Much of Obamacare's implementation has meant averting a crash of mismatched parts, heading off another collision along uncharted paths, and improvising connections between wires that don't quite intersect. The political tension among the law's critics on the right thus far has remained primarily between more pragmatic business interests who prefer to assist the ACA's faltering trains to run somewhat less erratically and more on-track (instead of running directly over them!) and grass roots onlookers who are rooting for bigger and more spectacular crashes. The more important question remains -- are those trains even heading in the right direction and delivering valuable cargo? Or are they already far too overloaded?

In the near term, greater unity among ACA opponents might be found in efforts to limit the expansion and entrenchment of the law's initial inroads, as well as thwart the far more ambitious plans of Obamacare's original architects. Budgetary constraints through the appropriations process can choke off the ACA's supply lines of discretionary funding, to some degree.

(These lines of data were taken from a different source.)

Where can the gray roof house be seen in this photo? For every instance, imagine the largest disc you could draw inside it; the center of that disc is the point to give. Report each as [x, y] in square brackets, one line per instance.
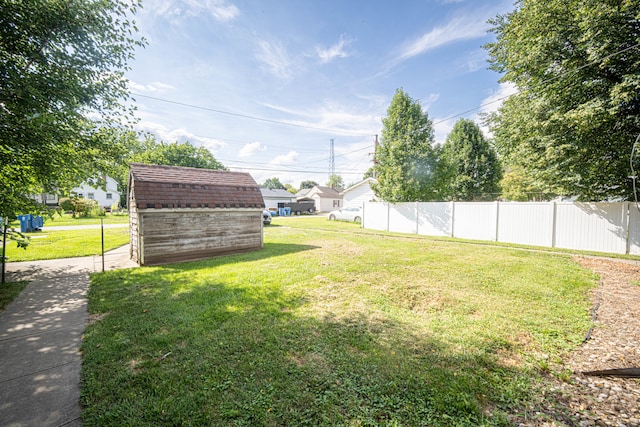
[359, 193]
[273, 197]
[325, 198]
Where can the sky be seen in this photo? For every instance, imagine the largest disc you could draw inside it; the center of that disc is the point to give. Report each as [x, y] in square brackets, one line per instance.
[266, 86]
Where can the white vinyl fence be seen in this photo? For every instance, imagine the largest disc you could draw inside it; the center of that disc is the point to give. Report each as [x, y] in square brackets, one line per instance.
[600, 227]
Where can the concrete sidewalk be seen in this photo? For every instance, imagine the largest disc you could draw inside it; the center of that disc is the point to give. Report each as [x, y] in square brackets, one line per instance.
[40, 338]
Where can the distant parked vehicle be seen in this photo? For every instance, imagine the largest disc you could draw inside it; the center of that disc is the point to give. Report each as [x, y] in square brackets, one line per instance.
[347, 214]
[266, 217]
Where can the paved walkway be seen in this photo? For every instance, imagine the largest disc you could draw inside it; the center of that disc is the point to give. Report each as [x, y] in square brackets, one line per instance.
[40, 337]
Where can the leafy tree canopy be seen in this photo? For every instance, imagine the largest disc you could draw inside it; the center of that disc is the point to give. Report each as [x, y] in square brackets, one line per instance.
[576, 63]
[176, 154]
[272, 183]
[407, 163]
[474, 168]
[308, 184]
[61, 62]
[150, 151]
[518, 187]
[370, 173]
[335, 181]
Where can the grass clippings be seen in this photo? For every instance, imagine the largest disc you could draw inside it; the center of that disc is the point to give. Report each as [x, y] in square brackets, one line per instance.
[330, 326]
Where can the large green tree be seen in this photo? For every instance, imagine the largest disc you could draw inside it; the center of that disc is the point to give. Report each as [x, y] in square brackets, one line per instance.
[150, 151]
[576, 64]
[308, 184]
[335, 181]
[474, 168]
[406, 161]
[62, 91]
[273, 184]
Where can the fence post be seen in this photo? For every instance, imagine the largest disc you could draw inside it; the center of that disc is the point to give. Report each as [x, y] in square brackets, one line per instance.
[453, 218]
[497, 219]
[388, 215]
[626, 212]
[553, 224]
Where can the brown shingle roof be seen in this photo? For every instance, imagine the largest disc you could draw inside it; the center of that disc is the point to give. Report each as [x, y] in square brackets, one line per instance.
[157, 187]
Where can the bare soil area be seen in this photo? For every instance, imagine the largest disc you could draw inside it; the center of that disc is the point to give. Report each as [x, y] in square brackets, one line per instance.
[614, 342]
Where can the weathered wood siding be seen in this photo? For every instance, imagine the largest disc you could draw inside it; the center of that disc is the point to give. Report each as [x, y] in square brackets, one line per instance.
[134, 248]
[173, 235]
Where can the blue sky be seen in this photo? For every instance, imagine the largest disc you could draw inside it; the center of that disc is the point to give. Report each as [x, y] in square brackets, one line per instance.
[266, 85]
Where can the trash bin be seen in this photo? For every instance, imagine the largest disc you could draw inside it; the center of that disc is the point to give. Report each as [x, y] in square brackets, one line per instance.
[25, 223]
[37, 222]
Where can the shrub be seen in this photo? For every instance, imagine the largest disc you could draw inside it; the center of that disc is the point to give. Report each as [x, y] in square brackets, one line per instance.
[84, 207]
[66, 204]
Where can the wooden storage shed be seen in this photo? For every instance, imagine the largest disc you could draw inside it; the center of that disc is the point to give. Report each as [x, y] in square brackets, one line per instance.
[179, 214]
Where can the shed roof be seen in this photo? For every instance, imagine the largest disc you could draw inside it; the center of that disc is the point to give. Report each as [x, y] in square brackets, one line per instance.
[159, 186]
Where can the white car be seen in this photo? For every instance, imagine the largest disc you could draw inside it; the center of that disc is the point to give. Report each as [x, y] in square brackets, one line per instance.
[347, 214]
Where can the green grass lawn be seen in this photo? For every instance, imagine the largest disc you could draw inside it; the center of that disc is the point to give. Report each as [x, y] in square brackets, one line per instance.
[67, 244]
[331, 325]
[66, 219]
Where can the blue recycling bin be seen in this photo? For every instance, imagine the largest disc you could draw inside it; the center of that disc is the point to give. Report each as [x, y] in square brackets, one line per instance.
[37, 222]
[25, 223]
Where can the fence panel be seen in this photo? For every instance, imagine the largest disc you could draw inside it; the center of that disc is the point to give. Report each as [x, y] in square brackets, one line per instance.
[634, 228]
[375, 216]
[475, 220]
[435, 219]
[403, 218]
[597, 227]
[526, 223]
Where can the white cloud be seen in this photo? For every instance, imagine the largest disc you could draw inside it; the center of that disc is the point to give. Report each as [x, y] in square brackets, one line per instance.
[475, 61]
[333, 52]
[176, 10]
[152, 87]
[286, 159]
[250, 149]
[443, 128]
[460, 28]
[180, 135]
[429, 100]
[275, 57]
[340, 119]
[492, 103]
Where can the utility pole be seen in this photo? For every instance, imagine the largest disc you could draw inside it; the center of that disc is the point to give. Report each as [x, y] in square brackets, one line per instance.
[332, 160]
[375, 158]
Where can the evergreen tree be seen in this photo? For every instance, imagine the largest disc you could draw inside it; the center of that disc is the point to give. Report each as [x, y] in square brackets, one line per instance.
[474, 169]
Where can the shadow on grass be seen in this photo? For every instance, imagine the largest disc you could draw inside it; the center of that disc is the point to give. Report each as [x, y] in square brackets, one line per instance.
[179, 345]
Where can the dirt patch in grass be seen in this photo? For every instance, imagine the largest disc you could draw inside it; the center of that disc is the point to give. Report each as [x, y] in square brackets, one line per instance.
[614, 342]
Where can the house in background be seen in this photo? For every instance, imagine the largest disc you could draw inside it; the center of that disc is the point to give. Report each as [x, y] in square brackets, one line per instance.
[179, 214]
[105, 197]
[273, 197]
[325, 198]
[359, 193]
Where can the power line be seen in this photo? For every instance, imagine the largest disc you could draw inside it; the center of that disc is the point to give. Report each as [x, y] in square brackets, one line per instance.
[246, 116]
[292, 170]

However, building broader constituencies for change must move beyond criticizing, correcting, and constraining the law's implementation and expansion. One clear goal should be to connect consumers more directly with whatever financial assistance they need and their fellow taxpayers can afford, with the bare minimum of intermediate bureaucratic and regulatory filters. Another new one (for ACA critics) would advance "other" less bureaucratic ways to encourage delivery system improvements and help the production and distribution of health care cost and value information that actually gets used by real consumers, practitioners, and payers.

But those aspirations should be converted into more tangible and less nuanced messages. In short, the alternative to future expansion of the ACA is to rearrange, not reduce, its assorted subsidies. They would be distributed in a flatter, less income-sensitive manner; but with far fewer restrictions or requirements on how they are spent. Such a direct-to-consumer approach needs to be enhanced with information to provide health care buyers resources to make expanded choices.

Back up Alternative: Read and Write Between and Beyond the Regulatory Lines

ACA opponents have another set of tools to use in a future White House with different policy goals than further doses of Obamacare. The Roberts opinion in King essentially empowered future rule-makers to think even more creatively when it comes to implementing legislative goals enacted in broad terms. So, any future administration wanting to move in a different direction in health policy might want to consider pushing for a new law that is limited to many fewer words than the ACA. It might simply say, "We should have better, more market-based health care coverage that doesn't cost as much as it could and doesn't tell everyone else how to buy it. The Secretary shall figure out the rest."

Then, that new administration would invest its remaining resources in hiring enough experienced hands who know how to rewrite regulations to get political results. They will be busy for a while, but should not be interrupted until they are done.

Mr. Miller is a resident fellow at the American Enterprise Institute, and the co-author of Why ObamaCare Is Wrong for America.